Dinner was easy,  leftover meatloaf and sautéed brussel sprouts mixed with broccoli florets.  Now this.  Who could as for anything more?  I have an amazing life.  Thank you God for all the blessings of this day.

Forgot to say we made our reservation for Seaside, Florida in May.  I love family vacations.

One glass of wine with dinner.  Had 3 glasses last night.  Two when I was out to dinner with the girls and one before I left the house.  Over my limit.  Oh well.
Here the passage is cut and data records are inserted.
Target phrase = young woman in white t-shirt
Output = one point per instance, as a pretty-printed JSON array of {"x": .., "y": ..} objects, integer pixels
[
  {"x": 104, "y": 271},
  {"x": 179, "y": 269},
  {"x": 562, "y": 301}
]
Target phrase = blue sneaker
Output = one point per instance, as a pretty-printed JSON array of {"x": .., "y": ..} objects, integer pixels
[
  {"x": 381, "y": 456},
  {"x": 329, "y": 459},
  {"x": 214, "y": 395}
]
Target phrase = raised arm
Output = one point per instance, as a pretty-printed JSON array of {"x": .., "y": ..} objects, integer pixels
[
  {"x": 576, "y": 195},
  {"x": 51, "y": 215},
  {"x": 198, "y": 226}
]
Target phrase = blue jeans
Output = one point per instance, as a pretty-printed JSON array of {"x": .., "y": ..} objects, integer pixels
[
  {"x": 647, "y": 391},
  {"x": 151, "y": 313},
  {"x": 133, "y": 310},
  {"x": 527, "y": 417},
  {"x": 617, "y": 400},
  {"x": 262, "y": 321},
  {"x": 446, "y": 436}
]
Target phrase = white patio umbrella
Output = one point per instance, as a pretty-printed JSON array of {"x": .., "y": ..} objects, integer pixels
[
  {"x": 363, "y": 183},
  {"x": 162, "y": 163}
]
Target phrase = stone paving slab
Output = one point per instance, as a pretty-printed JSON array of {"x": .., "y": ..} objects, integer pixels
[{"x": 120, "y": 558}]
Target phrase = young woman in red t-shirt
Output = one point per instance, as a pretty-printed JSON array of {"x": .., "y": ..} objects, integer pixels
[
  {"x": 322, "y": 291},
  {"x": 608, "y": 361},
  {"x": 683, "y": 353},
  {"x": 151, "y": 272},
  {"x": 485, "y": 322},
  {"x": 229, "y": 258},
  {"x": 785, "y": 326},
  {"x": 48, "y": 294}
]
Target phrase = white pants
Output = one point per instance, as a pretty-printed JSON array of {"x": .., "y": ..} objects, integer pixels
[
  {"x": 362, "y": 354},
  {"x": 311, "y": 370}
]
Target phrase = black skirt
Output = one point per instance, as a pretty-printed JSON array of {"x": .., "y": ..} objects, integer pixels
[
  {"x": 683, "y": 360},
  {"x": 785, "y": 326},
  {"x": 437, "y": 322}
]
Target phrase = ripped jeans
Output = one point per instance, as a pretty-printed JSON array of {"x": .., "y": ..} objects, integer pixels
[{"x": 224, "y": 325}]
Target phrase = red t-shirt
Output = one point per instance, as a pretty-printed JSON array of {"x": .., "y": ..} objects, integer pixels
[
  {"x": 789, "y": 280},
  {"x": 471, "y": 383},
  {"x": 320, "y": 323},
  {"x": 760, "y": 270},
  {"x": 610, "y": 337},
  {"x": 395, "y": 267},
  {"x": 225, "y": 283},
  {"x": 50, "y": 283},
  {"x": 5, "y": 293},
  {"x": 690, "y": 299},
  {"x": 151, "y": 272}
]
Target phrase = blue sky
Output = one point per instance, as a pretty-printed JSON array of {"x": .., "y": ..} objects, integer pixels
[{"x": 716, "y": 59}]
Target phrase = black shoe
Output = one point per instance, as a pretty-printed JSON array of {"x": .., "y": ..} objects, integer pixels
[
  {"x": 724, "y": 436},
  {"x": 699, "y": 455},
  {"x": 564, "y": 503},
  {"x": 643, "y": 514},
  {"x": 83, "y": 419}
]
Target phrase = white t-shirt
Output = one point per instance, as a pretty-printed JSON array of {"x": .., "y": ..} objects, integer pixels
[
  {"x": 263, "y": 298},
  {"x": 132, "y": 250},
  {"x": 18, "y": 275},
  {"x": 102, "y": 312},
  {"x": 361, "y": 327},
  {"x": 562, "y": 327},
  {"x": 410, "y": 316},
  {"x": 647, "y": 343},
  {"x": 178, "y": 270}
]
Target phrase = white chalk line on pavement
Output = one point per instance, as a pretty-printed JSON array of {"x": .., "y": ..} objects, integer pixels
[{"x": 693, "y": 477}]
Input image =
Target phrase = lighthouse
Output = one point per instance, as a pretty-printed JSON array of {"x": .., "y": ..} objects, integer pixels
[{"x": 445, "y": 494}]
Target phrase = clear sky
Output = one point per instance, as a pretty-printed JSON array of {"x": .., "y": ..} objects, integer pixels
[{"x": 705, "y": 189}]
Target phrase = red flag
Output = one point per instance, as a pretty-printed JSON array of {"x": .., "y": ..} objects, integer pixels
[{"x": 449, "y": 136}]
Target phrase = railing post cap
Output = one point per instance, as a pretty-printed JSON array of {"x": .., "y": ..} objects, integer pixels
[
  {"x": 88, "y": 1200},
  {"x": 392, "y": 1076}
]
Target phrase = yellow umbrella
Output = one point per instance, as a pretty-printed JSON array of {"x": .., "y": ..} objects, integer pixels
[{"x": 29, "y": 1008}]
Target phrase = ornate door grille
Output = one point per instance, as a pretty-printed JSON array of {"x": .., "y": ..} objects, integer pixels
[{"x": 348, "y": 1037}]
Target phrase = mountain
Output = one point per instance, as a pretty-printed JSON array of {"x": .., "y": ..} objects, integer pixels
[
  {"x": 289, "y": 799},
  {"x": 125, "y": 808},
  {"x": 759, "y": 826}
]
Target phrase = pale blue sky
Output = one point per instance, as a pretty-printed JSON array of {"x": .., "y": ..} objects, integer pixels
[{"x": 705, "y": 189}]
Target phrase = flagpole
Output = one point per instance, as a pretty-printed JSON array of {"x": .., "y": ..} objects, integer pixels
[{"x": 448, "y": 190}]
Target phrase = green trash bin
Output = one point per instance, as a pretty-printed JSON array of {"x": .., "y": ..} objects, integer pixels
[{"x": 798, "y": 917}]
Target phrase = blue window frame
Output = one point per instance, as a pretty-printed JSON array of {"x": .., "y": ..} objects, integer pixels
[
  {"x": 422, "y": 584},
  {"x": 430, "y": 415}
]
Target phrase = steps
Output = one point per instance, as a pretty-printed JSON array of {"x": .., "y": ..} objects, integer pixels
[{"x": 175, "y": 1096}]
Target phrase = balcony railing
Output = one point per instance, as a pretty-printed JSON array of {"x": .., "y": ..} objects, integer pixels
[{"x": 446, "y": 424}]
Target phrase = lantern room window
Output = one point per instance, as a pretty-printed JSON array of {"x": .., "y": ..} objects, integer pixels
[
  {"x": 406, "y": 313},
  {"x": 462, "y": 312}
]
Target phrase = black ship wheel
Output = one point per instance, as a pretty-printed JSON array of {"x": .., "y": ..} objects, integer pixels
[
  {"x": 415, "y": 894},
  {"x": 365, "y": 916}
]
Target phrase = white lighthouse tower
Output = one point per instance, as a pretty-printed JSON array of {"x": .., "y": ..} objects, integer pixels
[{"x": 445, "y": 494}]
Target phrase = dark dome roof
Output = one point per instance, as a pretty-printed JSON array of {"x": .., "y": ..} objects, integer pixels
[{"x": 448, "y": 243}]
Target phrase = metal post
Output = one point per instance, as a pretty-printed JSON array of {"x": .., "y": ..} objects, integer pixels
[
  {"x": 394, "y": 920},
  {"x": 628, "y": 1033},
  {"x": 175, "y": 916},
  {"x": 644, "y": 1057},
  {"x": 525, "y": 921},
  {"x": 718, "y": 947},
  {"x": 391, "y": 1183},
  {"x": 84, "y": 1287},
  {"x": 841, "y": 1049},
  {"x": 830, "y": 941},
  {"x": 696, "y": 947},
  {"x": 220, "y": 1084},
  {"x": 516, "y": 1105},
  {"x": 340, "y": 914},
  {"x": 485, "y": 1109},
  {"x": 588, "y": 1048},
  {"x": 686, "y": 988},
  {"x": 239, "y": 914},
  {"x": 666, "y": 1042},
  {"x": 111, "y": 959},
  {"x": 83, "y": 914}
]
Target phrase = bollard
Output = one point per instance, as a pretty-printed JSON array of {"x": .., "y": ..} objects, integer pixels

January 5 – One Year, One Day at A Time – Fire

I will definitely weigh in at the end of this amazing day, but I had to post now to remind myself and you to keep the internal fires burning.  We are in for a real Arctic blast.  No worries.  Do not hold up in your house.  Get out.  Go to yoga.  Have dinner with a friend.  Do those things in the next few days that bring the light of the Divine into clear view.  Remember that your internal fire burns brighter and hotter than any external heat you can create.  And it’s free.  It does not harm the planet.  Your fire, the light within you is the light of your Soul.  It is a powerful source of limitless energy, but you must tend it.  Do abhyanga daily.  Practice agni sara, uddiyana bandha, and ashwini mudra.   If you do not know what these things are, find out.  Ask your yoga teacher to show you. If he or she does not know, find another teacher.  Take time to sit, be still.  Meditate. Do prana dharana.Wait for the light to appear from within and then bath in its warmth.  Bath in the Light of the Divine Artist in you.